Preferred output (can be in a single or multiple files):
12312 tag0000001 tag0000005 tag0000006 ...
12 tag0000002 ...
3 tag0000003 ...
8 tag0000004 ...
... ...
Additional info:
- Input is piped in from another program (read from a binary file - can be read multiple times)
- The input has hundreds of millions of rows
- Number of input rows is known
- All output files/different tag_ids are known (tens of thousands)

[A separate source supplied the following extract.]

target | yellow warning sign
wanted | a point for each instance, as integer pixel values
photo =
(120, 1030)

- The number of tags in an output file vary greatly (from a couple to millions)
What I've tried so far:
from queue import Queue, Empty
from threading import Thread
import fileinput
import fcntl
import os
num_threads = 10
total_in_memory = 1000000
single_in_memory_count = int(total_in_memory / num_threads)
def process_tag_queue(q):
# Each thread gets a line from the queue, saves it into a dict and flushes
# the dict into a file when single_in_memory_count is reached
current_in_mem_count = 0
tag_dict = {}
while True:
try:
tag, tag_id = q.get().rstrip().split("\t")
except Empty:
break
if tag_id in tag_dict:
tag_dict[tag_id].append(tag)
else:
tag_dict[tag_id] = [tag]
current_in_mem_count +=1
if current_in_mem_count == single_in_memory_count:
write_tag_dict_to_file(tag_dict)
current_in_mem_count = 0
tag_dict = {}
q.task_done()
write_tag_dict_to_file(tag_dict) # Add remaining
def write_tag_dict_to_file(tag_dict):
for tag_id in tag_dict:
out_file = f"{tag_id}.tsv"
f = open(out_file, "a")
fcntl.flock(f.fileno(), fcntl.LOCK_EX)
f.write("\t"+"\t".join(tag_dict[tag_id]))

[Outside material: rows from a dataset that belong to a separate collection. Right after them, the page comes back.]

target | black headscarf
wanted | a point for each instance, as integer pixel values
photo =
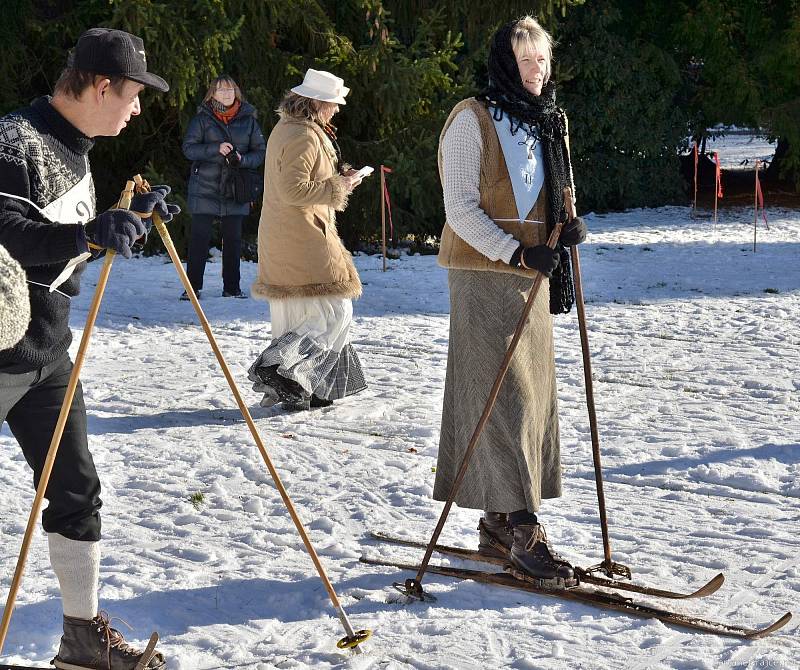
(507, 95)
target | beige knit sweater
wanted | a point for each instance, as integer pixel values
(461, 167)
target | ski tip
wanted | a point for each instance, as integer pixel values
(763, 632)
(712, 586)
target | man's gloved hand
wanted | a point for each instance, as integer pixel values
(541, 258)
(147, 203)
(574, 232)
(116, 229)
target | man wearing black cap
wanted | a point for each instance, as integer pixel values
(47, 222)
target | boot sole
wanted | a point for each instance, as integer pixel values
(146, 657)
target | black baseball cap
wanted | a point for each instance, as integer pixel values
(114, 52)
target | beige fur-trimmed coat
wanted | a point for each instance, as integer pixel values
(299, 250)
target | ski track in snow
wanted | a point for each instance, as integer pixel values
(696, 386)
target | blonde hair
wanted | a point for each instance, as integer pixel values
(300, 107)
(223, 79)
(528, 36)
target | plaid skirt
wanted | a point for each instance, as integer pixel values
(311, 346)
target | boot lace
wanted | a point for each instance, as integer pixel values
(113, 638)
(540, 535)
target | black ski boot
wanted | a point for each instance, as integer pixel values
(92, 644)
(532, 555)
(496, 537)
(287, 390)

fcntl.flock(f.fileno(), fcntl.LOCK_UN)
f.close()
def run_single(): # Save tags into a dict and flush it into a file single_in_memory_count is reached
tag_dict = {}
current_in_mem_count = 0
for line in fileinput.input():
tag, tag_id = line.rstrip().split("\t")
if tag_id in tag_dict:
tag_dict[tag_id].append(tag)
else:
tag_dict[tag_id] = [tag]
current_in_mem_count +=1
if current_in_mem_count == single_in_memory_count:
write_tag_dict_to_file(tag_dict)
current_in_mem_count = 0
tag_dict = {}
write_tag_dict_to_file(tag_dict)
def run_multi(): # Main thread puts lines into queue
q = Queue(maxsize=5000) #Don't let the queue get too long
for i in range(num_threads):
thread = Thread(target=process_tag_queue, args=(q,))
thread.setDaemon(True)
thread.start()
for line in fileinput.input():
q.put(line)
q.join()
if __name__ == '__main__':
run_single()
#run_multi()
While both ways work, I was somewhat disappointed by the performance of the multithreaded approach - single-threaded was much faster. Using python multiprocessing was even worse as the elements added to the queue are time-consumingly pickled.

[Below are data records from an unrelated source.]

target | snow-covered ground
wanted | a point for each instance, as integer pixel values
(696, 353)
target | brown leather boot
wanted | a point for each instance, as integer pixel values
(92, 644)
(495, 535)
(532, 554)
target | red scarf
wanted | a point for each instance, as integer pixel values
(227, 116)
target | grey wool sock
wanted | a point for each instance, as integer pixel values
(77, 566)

Answers to similar questions recommend keeping the output files open but this doesn't seem reasonable with thousands of output files. Due to the size of the input file I'd avoid converting it into a text file and sorting it.
Could multithreading/processing even give a performance boost in this context?
Any suggestions or tips are welcome.